For SandRidge Mississippian Trust I’s (NYSE:SDT) shareholders, and also potential investors in the stock, understanding how the stock’s risk and return characteristics can impact your portfolio is important. SDT is exposed to market-wide risk, which arises from investing in the stock market. This risk reflects changes in economic and political factors that affects all stocks, and is measured by its beta. Not every stock is exposed to the same level of market risk, and the broad market index represents a beta value of one. A stock with a beta greater than one is considered more sensitive to market-wide shocks compared to a stock that trades below the value of one.
An interpretation of SDT’s beta
With a five-year beta of 0.74, SandRidge Mississippian Trust I appears to be a less volatile company compared to the rest of the market. This means that the change in SDT’s value, whether it goes up or down, will be of a smaller degree than the change in value of the entire stock market index. SDT’s beta indicates it is a stock that investors may find valuable if they want to reduce the overall market risk exposure of their stock portfolio.
Could SDT’s size and industry cause it to be more volatile?
SDT, with its market capitalisation of US$22.64M, is a small-cap stock, which generally have higher beta than similar companies of larger size. In addition to size, SDT also operates in the oil and gas industry, which has commonly demonstrated strong reactions to market-wide shocks. As a result, we should expect a high beta for the small-cap SDT but a low beta for the oil and gas industry. It seems as though there is an inconsistency in risks portrayed by SDT’s size and industry relative to its actual beta value.
Can SDT’s asset-composition point to a higher beta?
An asset-heavy company tends to have a higher beta because the risk associated with running fixed assets during a downturn is highly expensive. I examine SDT’s ratio of fixed assets to total assets to see whether the company is highly exposed to the risk of this type of constraint. Considering fixed assets is virtually non-existent in SDT’s operations, it has low dependency on fixed costs to generate revenue. Thus, we can expect SDT to be more stable in the face of market movements, relative to its peers of similar size but with a higher portion of fixed assets on their books. This is consistent with is current beta value which also indicates low volatility.
What this means for you:
SDT may be a worthwhile stock to hold onto in order to cushion the impact of a downturn. Depending on the composition of your portfolio, low-beta stocks such as SDT is valuable to lower your risk of market exposure, in particular, during times of economic decline. What I have not mentioned in my article here are important company-specific fundamentals such as SandRidge Mississippian Trust I’s financial health and performance track record. I urge you to complete your research by taking a look at the following:
- Financial Health: Is SDT’s operations financially sustainable? Balance sheets can be hard to analyze, which is why we’ve done it for you. Check out our financial health checks here.
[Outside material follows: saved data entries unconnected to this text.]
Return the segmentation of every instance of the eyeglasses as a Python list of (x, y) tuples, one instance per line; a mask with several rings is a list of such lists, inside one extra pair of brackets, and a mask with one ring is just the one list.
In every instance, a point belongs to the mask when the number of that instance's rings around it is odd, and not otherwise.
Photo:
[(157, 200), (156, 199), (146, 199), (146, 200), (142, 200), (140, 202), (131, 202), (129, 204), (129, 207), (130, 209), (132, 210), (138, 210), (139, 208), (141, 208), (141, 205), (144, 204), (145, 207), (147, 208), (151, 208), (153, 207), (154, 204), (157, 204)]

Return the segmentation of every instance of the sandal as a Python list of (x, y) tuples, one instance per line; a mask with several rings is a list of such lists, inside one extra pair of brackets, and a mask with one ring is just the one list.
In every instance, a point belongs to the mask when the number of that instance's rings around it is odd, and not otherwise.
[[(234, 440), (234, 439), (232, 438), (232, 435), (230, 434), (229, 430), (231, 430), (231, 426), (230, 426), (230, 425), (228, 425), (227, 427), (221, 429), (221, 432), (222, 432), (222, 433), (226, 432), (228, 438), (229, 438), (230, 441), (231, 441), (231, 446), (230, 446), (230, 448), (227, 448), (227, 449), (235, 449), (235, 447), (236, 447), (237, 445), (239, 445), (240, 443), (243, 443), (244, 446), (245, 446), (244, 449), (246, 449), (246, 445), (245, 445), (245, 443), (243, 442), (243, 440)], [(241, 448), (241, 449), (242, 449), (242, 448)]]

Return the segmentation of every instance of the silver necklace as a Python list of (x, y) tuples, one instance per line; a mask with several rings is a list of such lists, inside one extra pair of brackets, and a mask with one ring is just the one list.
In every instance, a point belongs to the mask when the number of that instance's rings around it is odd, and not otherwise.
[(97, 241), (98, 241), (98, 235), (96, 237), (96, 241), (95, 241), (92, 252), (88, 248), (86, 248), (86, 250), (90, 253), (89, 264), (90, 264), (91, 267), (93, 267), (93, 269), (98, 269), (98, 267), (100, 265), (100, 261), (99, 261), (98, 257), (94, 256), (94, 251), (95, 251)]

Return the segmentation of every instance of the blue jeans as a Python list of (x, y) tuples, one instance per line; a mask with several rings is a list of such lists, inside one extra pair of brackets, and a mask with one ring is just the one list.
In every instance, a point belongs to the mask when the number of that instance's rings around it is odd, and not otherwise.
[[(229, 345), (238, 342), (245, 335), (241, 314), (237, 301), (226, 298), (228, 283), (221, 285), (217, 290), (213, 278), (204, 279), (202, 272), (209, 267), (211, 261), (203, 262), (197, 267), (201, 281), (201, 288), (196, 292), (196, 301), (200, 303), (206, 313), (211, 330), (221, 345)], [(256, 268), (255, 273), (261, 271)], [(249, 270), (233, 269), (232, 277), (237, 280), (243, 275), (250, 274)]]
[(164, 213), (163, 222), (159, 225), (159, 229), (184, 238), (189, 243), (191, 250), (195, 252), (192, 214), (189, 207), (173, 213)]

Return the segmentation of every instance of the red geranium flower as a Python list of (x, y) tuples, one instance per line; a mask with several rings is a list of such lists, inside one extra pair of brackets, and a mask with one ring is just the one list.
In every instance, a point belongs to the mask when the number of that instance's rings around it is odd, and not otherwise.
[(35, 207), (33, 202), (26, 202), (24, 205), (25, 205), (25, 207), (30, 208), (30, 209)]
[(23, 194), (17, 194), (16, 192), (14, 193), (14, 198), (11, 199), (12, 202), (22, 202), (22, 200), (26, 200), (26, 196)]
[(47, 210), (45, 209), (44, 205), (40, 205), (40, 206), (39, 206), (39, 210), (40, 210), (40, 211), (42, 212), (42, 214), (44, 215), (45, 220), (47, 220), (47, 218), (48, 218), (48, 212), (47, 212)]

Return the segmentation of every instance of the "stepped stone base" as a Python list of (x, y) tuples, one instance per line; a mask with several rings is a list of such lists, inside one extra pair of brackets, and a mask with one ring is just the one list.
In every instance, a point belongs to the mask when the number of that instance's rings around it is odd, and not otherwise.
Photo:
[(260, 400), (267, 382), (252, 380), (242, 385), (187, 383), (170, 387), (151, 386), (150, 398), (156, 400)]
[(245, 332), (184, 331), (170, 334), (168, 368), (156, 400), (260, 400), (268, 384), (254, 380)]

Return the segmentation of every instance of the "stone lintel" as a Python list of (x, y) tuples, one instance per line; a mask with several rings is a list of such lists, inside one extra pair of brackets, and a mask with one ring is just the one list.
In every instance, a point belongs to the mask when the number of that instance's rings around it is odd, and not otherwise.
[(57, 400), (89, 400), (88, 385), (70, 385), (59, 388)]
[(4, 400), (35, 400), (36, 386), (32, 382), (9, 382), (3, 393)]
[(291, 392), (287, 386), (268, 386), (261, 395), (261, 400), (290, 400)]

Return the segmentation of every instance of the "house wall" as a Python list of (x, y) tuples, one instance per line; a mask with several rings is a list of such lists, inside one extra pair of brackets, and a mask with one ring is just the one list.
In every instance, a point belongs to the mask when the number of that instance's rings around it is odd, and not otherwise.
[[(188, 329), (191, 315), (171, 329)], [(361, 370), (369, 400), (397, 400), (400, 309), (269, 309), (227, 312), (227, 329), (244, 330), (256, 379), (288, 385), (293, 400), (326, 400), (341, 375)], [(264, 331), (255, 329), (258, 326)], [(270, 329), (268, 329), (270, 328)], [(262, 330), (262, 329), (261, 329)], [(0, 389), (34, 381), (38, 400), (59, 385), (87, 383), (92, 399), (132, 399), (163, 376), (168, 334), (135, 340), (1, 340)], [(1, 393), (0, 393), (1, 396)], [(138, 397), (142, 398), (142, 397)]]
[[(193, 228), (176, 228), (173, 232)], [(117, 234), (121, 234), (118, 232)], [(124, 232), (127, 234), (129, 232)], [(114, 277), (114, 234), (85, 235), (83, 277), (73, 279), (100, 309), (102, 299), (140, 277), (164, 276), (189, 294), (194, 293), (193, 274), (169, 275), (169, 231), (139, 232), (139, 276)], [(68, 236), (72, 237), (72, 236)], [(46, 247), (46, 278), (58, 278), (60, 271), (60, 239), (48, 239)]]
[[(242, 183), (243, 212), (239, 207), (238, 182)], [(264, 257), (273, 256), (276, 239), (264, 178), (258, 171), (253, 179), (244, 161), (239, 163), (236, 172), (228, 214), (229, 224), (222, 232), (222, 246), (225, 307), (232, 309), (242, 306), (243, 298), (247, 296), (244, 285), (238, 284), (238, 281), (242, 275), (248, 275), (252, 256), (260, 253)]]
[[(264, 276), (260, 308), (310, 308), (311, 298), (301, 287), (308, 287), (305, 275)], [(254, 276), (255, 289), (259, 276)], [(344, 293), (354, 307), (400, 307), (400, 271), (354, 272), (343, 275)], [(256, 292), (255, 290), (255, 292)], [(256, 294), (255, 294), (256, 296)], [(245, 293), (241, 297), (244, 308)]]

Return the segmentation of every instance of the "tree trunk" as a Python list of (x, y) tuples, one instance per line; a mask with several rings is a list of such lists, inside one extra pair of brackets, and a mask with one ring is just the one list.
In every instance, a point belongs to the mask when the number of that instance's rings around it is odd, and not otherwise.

- Past Track Record: Has SDT been consistently performing well irrespective of the ups and downs in the market? Go into more detail in the past performance analysis and take a look at the free visual representations of SDT’s historicals for more clarity.
- Other High-Performing Stocks: Are there other stocks that provide better prospects with proven track records? Explore our free list of these great stocks here.
To help readers see pass the short term volatility of the financial market, we aim to bring you a long-term focused research analysis purely driven by fundamental data. Note that our analysis does not factor in the latest price sensitive company announcements.
The author is an independent contributor and at the time of publication had no position in the stocks mentioned.